I think Cinnamon may have the right idea. Just cut a skinny bar to put over the thick comb. I think if you put a whole bar in they will start in between two bars or some other odd place. I like to add a bar on the other side so it will be between two drawn combs. I'm doing that more since my long medium Lanstroth hive swarmed (not TBH but a long hive). I think in order to keep the brood nest open you have to add some anyway, so why not between two good straight combs instead of waiting for them to move back more.


----------



## Scot Mc Pherson (Oct 12, 2001)

That's what I try to do. Get my best comb and put it in the back so it trains the new comb being build just infront of it. You only need one best comb, even if the one that was at the back previously is all bumpy, because when the new comb is drawn, the face that faces the training comb will be perfect and so you put in another new bar between the current last two and it will be perfect on both sides.

Same strategy with the brood nest, use your two best combs to train a 3rd, the 3rd will be better than the 2 trainers.

------------------
Scot Mc Pherson
Foundationless Small Cell Top Bar Hives
BeeWiki: http://linuxfromscratch.org/~scot/beewiki/


----------



## BWrangler (Aug 14, 2002)

Hi Dm,

I've noticed the same behavior, especially if I've moved or re-arranged the top bars with a minor flow going on.

So far I have just used a serrated knife to reduce its thickness and then placed it next to a drawn out comb.
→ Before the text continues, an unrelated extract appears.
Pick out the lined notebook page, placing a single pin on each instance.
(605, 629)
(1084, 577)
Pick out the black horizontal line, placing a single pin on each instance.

And thanks for sharing the info on your site concerning the side/end entrances. I like them alot better than the holes I had drilled in my first tbh.

Regards
Dennis


----------



## Michael Bush (Aug 2, 2002)

I used a 1/2" wide bar today to make room for a fat one. Crowded it up close to another drawn comb but still had a gap so I filled it. Maybe it would be handy to have some 1/4" and 1/2" wide bars to put in when they build a fat one to get back on the center of the next bar. I think I might make a few and play with them.


----------



## Cinnamon (Feb 1, 2004)

What about fastening them together? 

I'm thinking that it would be hard to pick 2-3 bars, esp if they incooperated the thin ones into a new comb setup and it would maybe make it unstable if the beekeeper is clumsy (and that describes me to a T









So, what about this:

==== 
-------
| | | 
-------
====

where ==== are the teeth(?) of the clamp.

Cinnamon


----------



## Michael Bush (Aug 2, 2002)

If you know which comb you think that strip belongs to, you could use a hand stapler and connect it so you remember to leave the attached. The wax and propolis will hold them together as long as you aren't prying them apart.


----------



## DeeAnna (Nov 5, 2010)

Bump. Another good thread from 2004 that gives helpful advice for "fat" honey combs in TBHs.


----------



## sqkcrk (Dec 10, 2005)

How about putting it in between two other combs, too tightly close but not touching. I would expect the bees to trim the thick comb down to re-establish bee space between combs.


----------



## Delta Bay (Dec 4, 2009)

I think if we could see the comb in question it was probably offset of its center guide due to the previous comb. The spacers are mandatory at this stage to get the new combs back on track.


----------



## Beethinking (Jun 2, 2008)

Once my combs start getting fat I just start gapping them 1/8 inch or so and it usually fixes the issue.

Matt


----------



## franktrujillo (Jan 22, 2009)

i do as sqkcrk said i just use another frame that drawed and push close together pushed tight together and the rework them to establish there space again.also if im in a hurry just pull the frame out and cut it off straight then feed it back to them...


----------



## sqkcrk (Dec 10, 2005)

Cacklewack said:


> Once my combs start getting fat I just start yapping them 1/8 inch or so and it usually fixes the issue.
> 
> Matt


What's yapping?


----------



## Beethinking (Jun 2, 2008)

Hah. I meant to say "gapping."

Matt


----------



## sqkcrk (Dec 10, 2005)

That makes sense. I tried, but couldn't figure it out.


----------